I have masks stored in numpy ndarray, and I am using pynrrd to write them to .nrrd format for use in pyradiomics. When I check the nrrd masks against the dicom image in Slicer, the image origin and voxel size do not align. It’s easy enough to correct manually in slicer by changing the ‘Image Spacing:’, and ‘Image Origin:’, but I need to do this for thousands of DICOM files.Pixel spacing is available in the DICOM header, but the slice thickness seems difficult to get.

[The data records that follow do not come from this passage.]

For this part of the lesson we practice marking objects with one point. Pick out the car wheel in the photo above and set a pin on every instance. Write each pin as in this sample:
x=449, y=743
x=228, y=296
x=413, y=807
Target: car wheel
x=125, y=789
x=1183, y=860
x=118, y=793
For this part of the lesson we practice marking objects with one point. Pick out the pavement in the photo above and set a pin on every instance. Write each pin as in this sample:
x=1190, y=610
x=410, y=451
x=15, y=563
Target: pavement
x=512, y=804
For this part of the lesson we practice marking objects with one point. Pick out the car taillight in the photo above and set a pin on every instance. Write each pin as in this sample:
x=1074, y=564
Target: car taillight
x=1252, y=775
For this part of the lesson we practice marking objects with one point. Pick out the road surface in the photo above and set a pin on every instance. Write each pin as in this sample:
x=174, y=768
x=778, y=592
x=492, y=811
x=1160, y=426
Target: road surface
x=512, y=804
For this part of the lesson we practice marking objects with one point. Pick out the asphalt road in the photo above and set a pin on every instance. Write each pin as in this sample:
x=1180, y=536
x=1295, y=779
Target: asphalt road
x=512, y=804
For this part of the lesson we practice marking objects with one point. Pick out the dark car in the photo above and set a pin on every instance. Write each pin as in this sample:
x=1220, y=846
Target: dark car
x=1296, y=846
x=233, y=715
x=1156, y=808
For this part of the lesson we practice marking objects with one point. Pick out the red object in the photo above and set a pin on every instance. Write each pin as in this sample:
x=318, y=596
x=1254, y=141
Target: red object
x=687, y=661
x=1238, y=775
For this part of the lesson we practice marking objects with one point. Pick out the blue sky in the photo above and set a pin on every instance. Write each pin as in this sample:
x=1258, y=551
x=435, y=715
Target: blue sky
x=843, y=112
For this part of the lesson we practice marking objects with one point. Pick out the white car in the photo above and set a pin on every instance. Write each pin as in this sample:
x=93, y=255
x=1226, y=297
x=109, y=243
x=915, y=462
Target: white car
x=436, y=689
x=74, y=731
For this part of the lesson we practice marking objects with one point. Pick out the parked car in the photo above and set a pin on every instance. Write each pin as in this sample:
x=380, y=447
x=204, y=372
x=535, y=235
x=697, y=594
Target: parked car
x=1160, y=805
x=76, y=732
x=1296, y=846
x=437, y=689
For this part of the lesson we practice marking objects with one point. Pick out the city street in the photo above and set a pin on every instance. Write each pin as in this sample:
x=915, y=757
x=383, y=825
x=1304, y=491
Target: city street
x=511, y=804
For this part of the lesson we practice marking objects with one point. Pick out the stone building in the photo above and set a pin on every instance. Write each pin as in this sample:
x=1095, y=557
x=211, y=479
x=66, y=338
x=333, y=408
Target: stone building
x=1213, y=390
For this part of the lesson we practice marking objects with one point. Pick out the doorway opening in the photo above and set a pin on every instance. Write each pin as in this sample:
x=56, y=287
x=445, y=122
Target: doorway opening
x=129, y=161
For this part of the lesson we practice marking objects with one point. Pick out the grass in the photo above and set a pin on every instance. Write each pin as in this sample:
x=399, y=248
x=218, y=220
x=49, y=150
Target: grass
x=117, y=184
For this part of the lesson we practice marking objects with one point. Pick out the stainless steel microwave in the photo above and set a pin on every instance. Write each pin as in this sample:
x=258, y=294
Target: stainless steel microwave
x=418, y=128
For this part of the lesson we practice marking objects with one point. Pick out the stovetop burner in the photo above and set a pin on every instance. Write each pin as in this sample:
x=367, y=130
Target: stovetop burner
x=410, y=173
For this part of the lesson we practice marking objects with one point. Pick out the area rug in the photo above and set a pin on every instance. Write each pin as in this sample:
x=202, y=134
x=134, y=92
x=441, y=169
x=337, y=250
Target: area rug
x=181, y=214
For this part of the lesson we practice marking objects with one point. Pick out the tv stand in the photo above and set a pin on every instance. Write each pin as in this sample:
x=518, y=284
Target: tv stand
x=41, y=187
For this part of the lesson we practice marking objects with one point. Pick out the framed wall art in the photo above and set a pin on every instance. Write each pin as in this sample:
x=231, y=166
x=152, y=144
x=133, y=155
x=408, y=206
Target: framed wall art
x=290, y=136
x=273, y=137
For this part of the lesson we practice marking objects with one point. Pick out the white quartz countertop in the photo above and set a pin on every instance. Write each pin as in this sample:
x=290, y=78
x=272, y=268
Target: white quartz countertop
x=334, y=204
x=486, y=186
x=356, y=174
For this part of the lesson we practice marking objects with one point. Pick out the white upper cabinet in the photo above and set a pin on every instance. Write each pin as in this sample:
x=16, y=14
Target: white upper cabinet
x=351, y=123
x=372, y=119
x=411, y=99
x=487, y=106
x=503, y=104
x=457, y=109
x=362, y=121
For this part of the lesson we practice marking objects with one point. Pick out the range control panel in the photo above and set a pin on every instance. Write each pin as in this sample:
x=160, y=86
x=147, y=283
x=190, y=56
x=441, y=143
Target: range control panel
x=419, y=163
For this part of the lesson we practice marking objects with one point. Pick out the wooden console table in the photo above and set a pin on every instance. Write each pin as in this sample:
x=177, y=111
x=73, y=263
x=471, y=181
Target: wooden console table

What is the best way to approach this problem? Do I try to convert all the DICOM to nrrd first? How can I do that in a python script? Saving as nrrd in Slicer works well but is too slow for many files.

Thank you for your help

You can probably use DWIConvert or dcm2niix that come with SlicerDMRI. They are meant for diffusion scans, but will also convert scalar volumes if they don’t find diffusion info in the headers. Both are simple executables so they are super fast compared to starting Slicer.

Thank you, I will have a look at that.

Alternatively, I built a python package that can analyze DICOM scalar volumes and convert them to nrrd.
See The trick is that DICOM files are generally a file per slice, and you need to order them correctly before converting the to nrrd using something like SimpleITK image series reader. Nrrdify handles this by looking at ImagePositionPatient tag.
It also operates in batch mode, allowing you to convert your entire dataset in one go.